Personal information
- Full name: Michael James Kennedy
- Date of birth: 3 February 1967 (age 58)
- Original team(s): Queanbeyan Tigers (ACTAFL)
- Draft: No. 41, 1987 national draft
- Height: 175 cm (5 ft 9 in)
- Weight: 69 kg (152 lb)
- Position(s): Rover

Playing career^{1}
- Years: Club / Games (Goals)
- 1988–90: Brisbane Bears (VFL) / 23 (3)
- 1991–93: West Adelaide (SANFL) / ? (?)
- ^{1} Playing statistics correct to the end of 1993.

Career highlights
- VFL debut with Brisbane Bears on 3 April 1988 v Collingwood at Carrara Oval; SANFL debut with West Adelaide on 18 May 1991; ACTAFL Mulrooney Medalist 1994; Queanbeyan Tigers Captain-Coach 1995;

= Michael Kennedy (footballer, born 1967) =

Australian rules footballer

Michael James Kennedy (born 3 February 1967) is a former Australian rules football player who played for the in the Victorian Football League (VFL).
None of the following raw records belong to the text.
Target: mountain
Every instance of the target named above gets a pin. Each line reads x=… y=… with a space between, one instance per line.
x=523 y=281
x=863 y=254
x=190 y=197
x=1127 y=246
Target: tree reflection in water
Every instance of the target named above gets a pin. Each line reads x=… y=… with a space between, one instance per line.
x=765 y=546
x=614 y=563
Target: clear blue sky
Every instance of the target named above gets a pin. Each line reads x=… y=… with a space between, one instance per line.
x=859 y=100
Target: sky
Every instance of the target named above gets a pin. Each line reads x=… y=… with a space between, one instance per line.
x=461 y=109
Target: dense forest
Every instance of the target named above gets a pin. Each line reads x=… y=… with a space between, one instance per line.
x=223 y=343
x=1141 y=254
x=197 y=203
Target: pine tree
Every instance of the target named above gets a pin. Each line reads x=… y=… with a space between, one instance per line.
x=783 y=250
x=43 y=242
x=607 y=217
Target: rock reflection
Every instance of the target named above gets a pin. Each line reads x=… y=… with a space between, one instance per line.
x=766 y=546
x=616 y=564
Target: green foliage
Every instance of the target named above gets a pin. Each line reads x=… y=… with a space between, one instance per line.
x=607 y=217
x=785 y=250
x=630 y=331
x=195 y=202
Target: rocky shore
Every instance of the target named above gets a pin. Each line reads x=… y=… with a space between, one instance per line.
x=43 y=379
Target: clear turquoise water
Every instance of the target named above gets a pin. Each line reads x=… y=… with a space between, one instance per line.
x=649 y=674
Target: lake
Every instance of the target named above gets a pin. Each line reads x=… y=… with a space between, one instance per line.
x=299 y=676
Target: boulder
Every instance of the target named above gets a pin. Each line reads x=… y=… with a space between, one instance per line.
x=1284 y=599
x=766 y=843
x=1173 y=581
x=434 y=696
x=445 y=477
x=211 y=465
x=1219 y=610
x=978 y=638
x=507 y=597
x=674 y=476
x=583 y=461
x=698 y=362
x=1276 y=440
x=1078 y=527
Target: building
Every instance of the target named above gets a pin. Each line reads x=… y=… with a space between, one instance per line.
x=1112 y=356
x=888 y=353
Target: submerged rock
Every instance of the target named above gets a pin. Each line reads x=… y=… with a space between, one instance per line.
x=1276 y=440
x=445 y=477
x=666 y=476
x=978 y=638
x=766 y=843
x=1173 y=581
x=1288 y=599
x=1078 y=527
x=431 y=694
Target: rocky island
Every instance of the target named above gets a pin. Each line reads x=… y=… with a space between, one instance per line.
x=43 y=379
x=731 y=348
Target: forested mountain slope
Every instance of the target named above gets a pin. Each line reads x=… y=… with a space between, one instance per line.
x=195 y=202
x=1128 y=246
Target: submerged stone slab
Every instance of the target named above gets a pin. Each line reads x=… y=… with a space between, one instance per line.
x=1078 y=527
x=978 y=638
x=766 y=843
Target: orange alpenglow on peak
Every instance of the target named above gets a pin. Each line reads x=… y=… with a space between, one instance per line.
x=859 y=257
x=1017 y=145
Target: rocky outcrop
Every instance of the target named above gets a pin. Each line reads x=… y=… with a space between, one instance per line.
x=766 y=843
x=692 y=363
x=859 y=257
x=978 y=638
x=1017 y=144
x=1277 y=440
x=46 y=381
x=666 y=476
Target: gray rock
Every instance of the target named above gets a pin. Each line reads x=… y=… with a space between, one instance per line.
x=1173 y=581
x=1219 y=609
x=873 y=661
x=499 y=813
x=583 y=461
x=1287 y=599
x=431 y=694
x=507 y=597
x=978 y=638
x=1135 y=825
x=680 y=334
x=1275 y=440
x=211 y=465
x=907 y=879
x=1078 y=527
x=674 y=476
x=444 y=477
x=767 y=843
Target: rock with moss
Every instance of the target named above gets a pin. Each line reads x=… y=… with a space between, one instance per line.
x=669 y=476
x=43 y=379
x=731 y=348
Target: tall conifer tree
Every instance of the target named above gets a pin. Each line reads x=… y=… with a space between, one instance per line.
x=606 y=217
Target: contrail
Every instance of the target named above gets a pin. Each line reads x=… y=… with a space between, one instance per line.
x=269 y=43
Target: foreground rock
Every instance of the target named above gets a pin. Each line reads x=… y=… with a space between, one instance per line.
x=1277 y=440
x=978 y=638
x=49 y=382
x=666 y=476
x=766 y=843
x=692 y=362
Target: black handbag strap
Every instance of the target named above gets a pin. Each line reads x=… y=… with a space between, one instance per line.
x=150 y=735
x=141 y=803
Kennedy played his early football with Queanbeyan in the Australian Capital Territory Australian Football League (ACTAFL) and was an ACT representative at the 1988 Adelaide Bicentennial Carnival. Drafted by Brisbane at the 1987 VFL draft, Kennedy made his senior VFL debut in 1988 against Collingwood Football Club and in all spent three seasons with Brisbane for 23 games.

Delisted by Brisbane at the end of the 1990 AFL season, Kennedy was recruited by South Australian National Football League (SANFL) club West Adelaide and made his senior SANFL debut in May 1991 and played a key role in West Adelaide's run to the 1991 SANFL Grand Final, where they lost in a spiteful match to North Adelaide Football Club.

Kennedy left West Adelaide and returned to Queanbeyan in 1994, winning the ACTAFL's Best and Fairest award, the Mulrooney Medal, in his first season. He was appointed Queanbeyan captain-coach in 1995, lasting one season before continuing in a playing capacity until his retirement in 1997.